Constructing cultures of collective freedom (strand at LCCT)
Trafford, Tia and Trevatt, Tom (2017) Constructing cultures of collective freedom (strand at LCCT). In: London Conference for Critical Thought, 30 June - 1 July 2017, Southbank University, London, UK. (Unpublished)
- Details
Contemporary politics is in disarray. In Europe and North America, are we witnessing the termination of the “third-way” “depoliticisation” of politics as coterminous with the demise of neoliberalism? Or, the revelation of the brutal truth of this conjecture? Emerging from these specific socio-political constellations appears, at first sight, to be forms of both left and right populism, in which borders are given primacy ahead of markets, and ethnocentrism at the expense of global trade. Do these movements suggest that new forms of collective action are possible, in ways that were actively prevented by neoliberalism’s construction of the individual-as-entrepreneur? Or, are these new political conditions going to produce novel forms of isolation as our current political common sense is replaced with new forms of subjectivity, social relations and cultural norms?
The simple suggestion that neoliberalism atomises society to individual “entrepreneurs”, so that we are incapable of building collective action might be too short-sighted. For example, the seeds for the kinds of cultural siloing we are witnessing now have been sown in the liberal emphasis upon an often depoliticized program of recognition, at the expense of structural change, and also the neoliberal use of difference as part of a cosmopolitanism “asset”. Moreover, insofar as recognition based politics has been co-opted into both liberal and neoliberal political modes of governance in the form of identity politics, the notion that emphasizing concrete and situated standpoints is inimical to, and corrective to the injustices of universalizing liberalism is to misunderstand the problematics of liberalism, and its relationship with power. Most pertinently, the depoliticisation of culture actively obscures the ways in which liberalism and neoliberalism rely upon massive local and global inequalities, both material and normative, that are occluded by the removal of such difference from the realm of the political.

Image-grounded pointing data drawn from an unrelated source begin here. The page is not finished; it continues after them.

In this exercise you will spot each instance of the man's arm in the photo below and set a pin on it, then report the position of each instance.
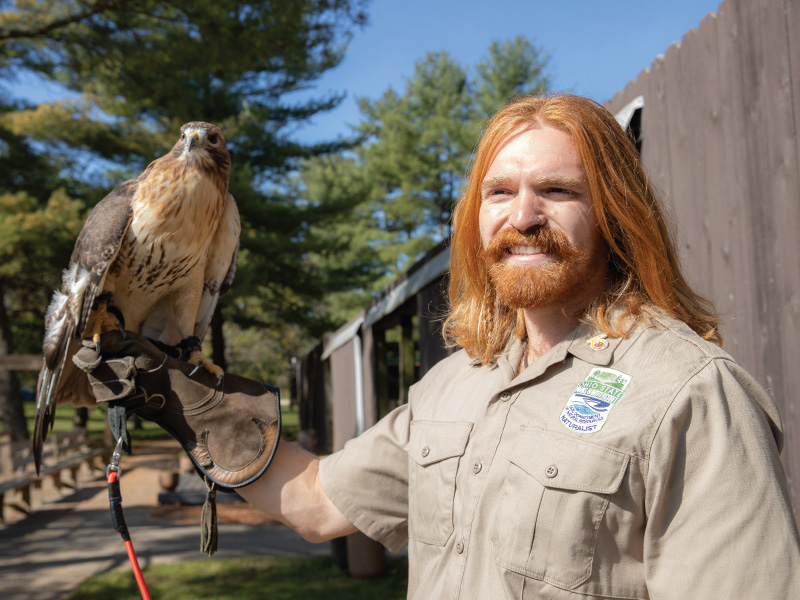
(719, 521)
(290, 492)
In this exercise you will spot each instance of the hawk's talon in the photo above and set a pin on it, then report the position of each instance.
(199, 360)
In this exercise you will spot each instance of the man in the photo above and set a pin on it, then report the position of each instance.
(588, 441)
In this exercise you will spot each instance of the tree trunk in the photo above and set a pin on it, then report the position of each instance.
(218, 339)
(10, 395)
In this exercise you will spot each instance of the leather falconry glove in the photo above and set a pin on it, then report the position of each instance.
(230, 431)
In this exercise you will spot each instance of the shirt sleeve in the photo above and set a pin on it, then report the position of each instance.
(368, 480)
(719, 520)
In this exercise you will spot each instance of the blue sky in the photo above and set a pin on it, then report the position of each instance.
(596, 46)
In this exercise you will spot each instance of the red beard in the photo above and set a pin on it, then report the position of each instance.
(559, 280)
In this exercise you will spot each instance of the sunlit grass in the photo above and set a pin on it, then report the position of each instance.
(249, 578)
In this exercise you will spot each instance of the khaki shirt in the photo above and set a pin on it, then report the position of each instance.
(645, 469)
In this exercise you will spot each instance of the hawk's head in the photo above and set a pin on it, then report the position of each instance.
(202, 145)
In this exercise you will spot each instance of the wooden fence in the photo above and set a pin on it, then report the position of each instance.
(720, 138)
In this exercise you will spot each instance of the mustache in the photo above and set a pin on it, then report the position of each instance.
(549, 240)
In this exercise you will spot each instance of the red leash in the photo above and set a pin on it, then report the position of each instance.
(117, 518)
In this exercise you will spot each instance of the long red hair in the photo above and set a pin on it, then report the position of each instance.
(647, 278)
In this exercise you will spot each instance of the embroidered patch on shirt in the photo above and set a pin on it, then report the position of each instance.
(588, 407)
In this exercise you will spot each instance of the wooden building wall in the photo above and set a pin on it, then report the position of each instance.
(720, 139)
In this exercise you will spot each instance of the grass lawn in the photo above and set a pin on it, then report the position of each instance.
(250, 578)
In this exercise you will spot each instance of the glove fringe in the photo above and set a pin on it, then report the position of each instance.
(209, 535)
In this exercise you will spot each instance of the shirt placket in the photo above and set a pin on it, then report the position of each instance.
(482, 451)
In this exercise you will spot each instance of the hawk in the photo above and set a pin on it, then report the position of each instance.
(154, 256)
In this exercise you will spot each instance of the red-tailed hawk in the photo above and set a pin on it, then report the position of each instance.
(153, 257)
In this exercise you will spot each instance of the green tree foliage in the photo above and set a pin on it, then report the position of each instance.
(415, 152)
(132, 71)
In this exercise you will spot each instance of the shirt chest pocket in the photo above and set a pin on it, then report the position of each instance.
(434, 451)
(555, 494)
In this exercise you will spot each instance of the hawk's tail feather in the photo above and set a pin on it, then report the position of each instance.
(45, 412)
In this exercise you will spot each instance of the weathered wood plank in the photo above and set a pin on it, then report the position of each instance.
(20, 362)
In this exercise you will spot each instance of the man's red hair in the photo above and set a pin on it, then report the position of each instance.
(647, 278)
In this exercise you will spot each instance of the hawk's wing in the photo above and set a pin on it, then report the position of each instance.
(221, 266)
(95, 250)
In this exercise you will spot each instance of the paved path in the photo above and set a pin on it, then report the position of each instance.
(49, 553)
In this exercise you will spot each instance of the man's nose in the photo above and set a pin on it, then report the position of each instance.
(526, 211)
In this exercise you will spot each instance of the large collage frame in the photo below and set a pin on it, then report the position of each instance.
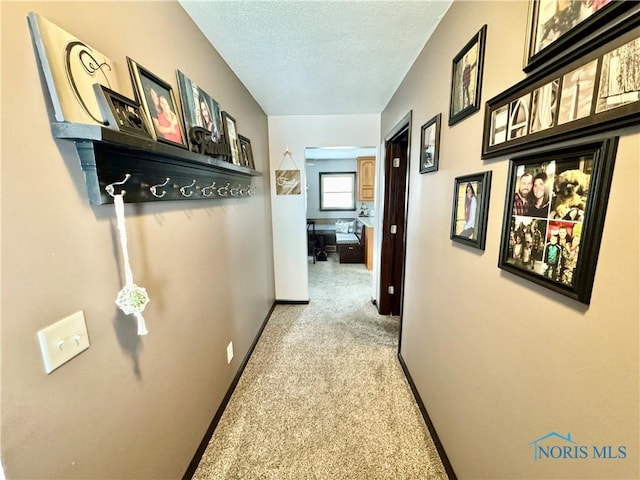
(582, 98)
(554, 214)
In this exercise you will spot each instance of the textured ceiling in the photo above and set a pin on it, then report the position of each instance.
(318, 57)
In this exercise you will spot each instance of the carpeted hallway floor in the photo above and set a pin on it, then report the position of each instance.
(323, 395)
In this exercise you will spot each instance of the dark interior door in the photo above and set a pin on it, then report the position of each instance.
(393, 235)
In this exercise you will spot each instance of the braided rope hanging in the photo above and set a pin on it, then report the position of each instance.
(131, 299)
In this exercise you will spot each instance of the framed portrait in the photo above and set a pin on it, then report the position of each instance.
(593, 94)
(430, 145)
(199, 110)
(466, 78)
(246, 154)
(571, 26)
(554, 215)
(159, 103)
(231, 135)
(70, 67)
(470, 209)
(122, 113)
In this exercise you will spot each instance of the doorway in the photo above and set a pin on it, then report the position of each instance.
(396, 193)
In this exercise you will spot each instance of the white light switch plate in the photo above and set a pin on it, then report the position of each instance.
(63, 340)
(229, 352)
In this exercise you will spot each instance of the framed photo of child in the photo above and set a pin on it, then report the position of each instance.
(470, 209)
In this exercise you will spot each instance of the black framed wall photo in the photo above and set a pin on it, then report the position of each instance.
(593, 94)
(122, 113)
(157, 98)
(573, 25)
(470, 209)
(554, 215)
(430, 145)
(246, 153)
(466, 78)
(231, 135)
(199, 110)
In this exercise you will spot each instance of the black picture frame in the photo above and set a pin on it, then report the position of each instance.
(466, 78)
(122, 113)
(430, 145)
(230, 128)
(555, 242)
(246, 153)
(578, 99)
(199, 109)
(572, 30)
(156, 95)
(469, 213)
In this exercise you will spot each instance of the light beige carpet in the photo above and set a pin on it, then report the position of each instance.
(323, 395)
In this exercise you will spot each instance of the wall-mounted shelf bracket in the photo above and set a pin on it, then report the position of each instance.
(157, 171)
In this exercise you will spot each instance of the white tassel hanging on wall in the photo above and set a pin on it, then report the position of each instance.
(132, 299)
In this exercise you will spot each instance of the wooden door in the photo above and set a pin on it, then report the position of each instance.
(366, 178)
(392, 254)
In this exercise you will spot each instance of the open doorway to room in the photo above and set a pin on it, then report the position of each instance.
(340, 185)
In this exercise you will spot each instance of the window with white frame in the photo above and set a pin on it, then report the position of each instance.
(338, 191)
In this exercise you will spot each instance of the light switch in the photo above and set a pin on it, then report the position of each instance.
(63, 340)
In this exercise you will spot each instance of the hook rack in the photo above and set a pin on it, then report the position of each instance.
(149, 171)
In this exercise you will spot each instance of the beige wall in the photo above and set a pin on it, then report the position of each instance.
(128, 407)
(499, 361)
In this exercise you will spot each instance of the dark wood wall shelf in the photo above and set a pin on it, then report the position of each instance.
(153, 171)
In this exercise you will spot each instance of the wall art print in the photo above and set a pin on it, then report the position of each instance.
(70, 68)
(430, 145)
(554, 215)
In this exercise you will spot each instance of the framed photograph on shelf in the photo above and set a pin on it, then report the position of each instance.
(122, 113)
(199, 110)
(466, 78)
(159, 103)
(573, 25)
(596, 93)
(231, 135)
(430, 145)
(246, 154)
(554, 215)
(470, 209)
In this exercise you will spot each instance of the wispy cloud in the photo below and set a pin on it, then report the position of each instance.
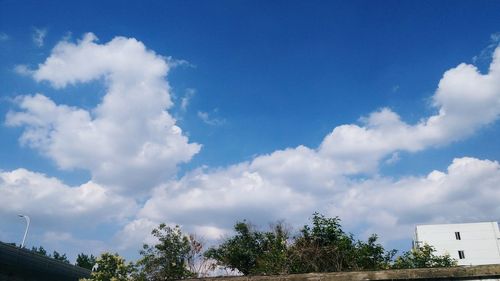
(23, 70)
(486, 53)
(186, 99)
(179, 62)
(38, 36)
(212, 121)
(4, 36)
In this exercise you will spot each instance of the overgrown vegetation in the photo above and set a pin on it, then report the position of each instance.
(321, 246)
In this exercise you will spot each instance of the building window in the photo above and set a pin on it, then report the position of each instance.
(461, 255)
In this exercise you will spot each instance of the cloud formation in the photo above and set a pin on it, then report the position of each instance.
(51, 203)
(294, 182)
(39, 36)
(128, 141)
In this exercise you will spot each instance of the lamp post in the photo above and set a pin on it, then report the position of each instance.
(27, 227)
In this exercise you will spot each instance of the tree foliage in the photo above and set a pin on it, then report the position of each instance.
(169, 258)
(55, 254)
(253, 252)
(320, 247)
(86, 261)
(112, 267)
(423, 257)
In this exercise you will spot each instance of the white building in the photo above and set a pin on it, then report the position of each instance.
(469, 243)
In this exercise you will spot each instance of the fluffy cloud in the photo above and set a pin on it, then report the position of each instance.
(467, 191)
(465, 100)
(39, 36)
(294, 182)
(128, 141)
(208, 203)
(51, 203)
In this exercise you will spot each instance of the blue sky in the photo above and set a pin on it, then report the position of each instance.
(320, 105)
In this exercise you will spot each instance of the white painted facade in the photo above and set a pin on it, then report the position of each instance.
(468, 243)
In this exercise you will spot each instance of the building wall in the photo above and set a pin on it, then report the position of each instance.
(480, 242)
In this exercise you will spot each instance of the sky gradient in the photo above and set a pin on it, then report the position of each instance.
(118, 116)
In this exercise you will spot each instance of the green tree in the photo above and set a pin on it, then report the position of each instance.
(253, 252)
(167, 260)
(60, 257)
(274, 258)
(86, 261)
(423, 257)
(111, 267)
(241, 251)
(322, 247)
(371, 255)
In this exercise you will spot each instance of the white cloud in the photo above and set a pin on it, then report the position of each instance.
(51, 203)
(4, 37)
(186, 99)
(38, 36)
(23, 70)
(294, 182)
(67, 243)
(129, 141)
(467, 192)
(205, 117)
(465, 100)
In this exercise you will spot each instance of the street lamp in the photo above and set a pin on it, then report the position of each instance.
(27, 226)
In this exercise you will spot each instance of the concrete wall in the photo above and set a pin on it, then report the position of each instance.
(22, 265)
(478, 241)
(483, 272)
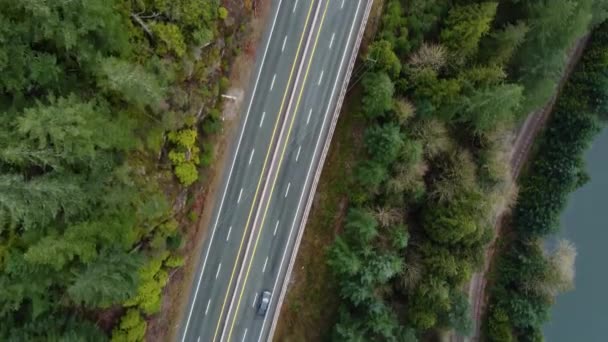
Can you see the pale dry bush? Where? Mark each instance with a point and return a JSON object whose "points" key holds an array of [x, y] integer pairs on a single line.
{"points": [[562, 261], [404, 110], [412, 274], [458, 173], [560, 274], [434, 136], [387, 216], [429, 55], [408, 178]]}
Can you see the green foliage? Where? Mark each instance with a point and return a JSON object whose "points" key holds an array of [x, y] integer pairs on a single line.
{"points": [[130, 82], [132, 328], [554, 26], [109, 280], [185, 156], [464, 27], [170, 39], [222, 13], [87, 90], [378, 98], [383, 143], [501, 45], [484, 109], [394, 27], [383, 58], [526, 280], [152, 279]]}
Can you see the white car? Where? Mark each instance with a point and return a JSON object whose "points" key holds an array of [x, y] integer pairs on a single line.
{"points": [[264, 303]]}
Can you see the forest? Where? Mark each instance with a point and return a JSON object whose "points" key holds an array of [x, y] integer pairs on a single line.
{"points": [[527, 277], [446, 85], [106, 107]]}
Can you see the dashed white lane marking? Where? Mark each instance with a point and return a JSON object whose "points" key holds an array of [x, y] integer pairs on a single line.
{"points": [[217, 273], [228, 236], [255, 87], [274, 288], [206, 310], [251, 156]]}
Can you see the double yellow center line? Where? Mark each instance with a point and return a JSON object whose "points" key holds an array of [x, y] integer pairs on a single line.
{"points": [[278, 169], [217, 328]]}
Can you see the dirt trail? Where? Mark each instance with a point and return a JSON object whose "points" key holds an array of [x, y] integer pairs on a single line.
{"points": [[519, 155]]}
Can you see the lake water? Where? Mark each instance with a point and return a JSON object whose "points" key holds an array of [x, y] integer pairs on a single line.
{"points": [[582, 314]]}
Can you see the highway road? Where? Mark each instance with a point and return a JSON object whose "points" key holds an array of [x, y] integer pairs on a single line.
{"points": [[285, 124], [223, 251], [304, 134]]}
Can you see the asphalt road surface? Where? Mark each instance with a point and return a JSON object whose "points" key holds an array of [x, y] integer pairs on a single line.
{"points": [[284, 126]]}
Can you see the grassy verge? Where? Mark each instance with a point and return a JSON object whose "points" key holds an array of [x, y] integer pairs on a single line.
{"points": [[311, 304]]}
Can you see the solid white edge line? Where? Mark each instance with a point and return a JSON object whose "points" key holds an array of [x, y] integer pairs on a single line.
{"points": [[251, 156], [217, 273], [273, 161], [228, 236], [308, 175], [207, 308], [200, 278]]}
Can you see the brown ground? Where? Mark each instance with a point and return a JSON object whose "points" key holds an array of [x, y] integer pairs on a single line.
{"points": [[520, 155], [164, 326]]}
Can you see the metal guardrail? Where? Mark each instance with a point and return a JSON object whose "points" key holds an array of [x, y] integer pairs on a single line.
{"points": [[320, 168]]}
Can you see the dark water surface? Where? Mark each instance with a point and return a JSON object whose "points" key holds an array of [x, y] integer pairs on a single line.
{"points": [[582, 314]]}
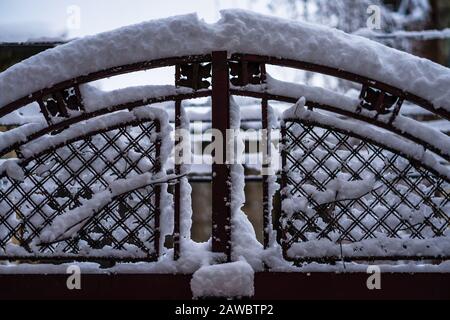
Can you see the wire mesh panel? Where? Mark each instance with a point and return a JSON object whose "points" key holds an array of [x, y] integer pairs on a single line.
{"points": [[64, 178], [350, 198]]}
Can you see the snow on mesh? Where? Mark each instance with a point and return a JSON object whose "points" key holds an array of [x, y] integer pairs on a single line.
{"points": [[413, 150], [83, 128], [323, 96], [236, 31], [70, 222]]}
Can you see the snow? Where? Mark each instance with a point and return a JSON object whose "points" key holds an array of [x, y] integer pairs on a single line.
{"points": [[236, 31], [79, 130], [69, 223], [317, 95], [224, 280], [379, 247], [410, 149], [243, 237]]}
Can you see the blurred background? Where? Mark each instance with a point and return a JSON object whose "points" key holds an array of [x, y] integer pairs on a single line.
{"points": [[27, 27]]}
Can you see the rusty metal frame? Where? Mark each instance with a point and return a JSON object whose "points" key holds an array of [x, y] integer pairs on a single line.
{"points": [[241, 63], [157, 192], [282, 232]]}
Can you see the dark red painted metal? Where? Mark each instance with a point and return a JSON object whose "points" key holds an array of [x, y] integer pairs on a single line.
{"points": [[221, 194], [268, 286], [314, 105], [334, 72], [114, 71], [177, 204], [85, 116]]}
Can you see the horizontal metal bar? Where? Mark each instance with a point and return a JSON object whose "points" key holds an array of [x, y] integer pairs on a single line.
{"points": [[372, 141], [338, 73], [268, 286], [312, 104], [85, 116], [114, 71]]}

It in this context that we think that there is a significant need to reconsider the construction of collective freedoms, in order to think beyond the political constellations of both neoliberalism and populism, and to consider ways in which we can actively engage in the reconfiguration of structural power. Freedom under neoliberalism is constructed around the belief in the (demonstrably false) freedom of the market – for individuals to be able to make rational, free choices – and not through the construction of commonality. These conditions, created in part by the focus on identity politics, allow us to ignore how political action can, and should, be directed at structural change, specifically, at the achievement of universal emancipation. Undergirding this research is a conviction that equally distributed freedom should be the express aim of any political action, not the construction of privileged spaces of closely guarded freedoms divorced from constructive collectivity.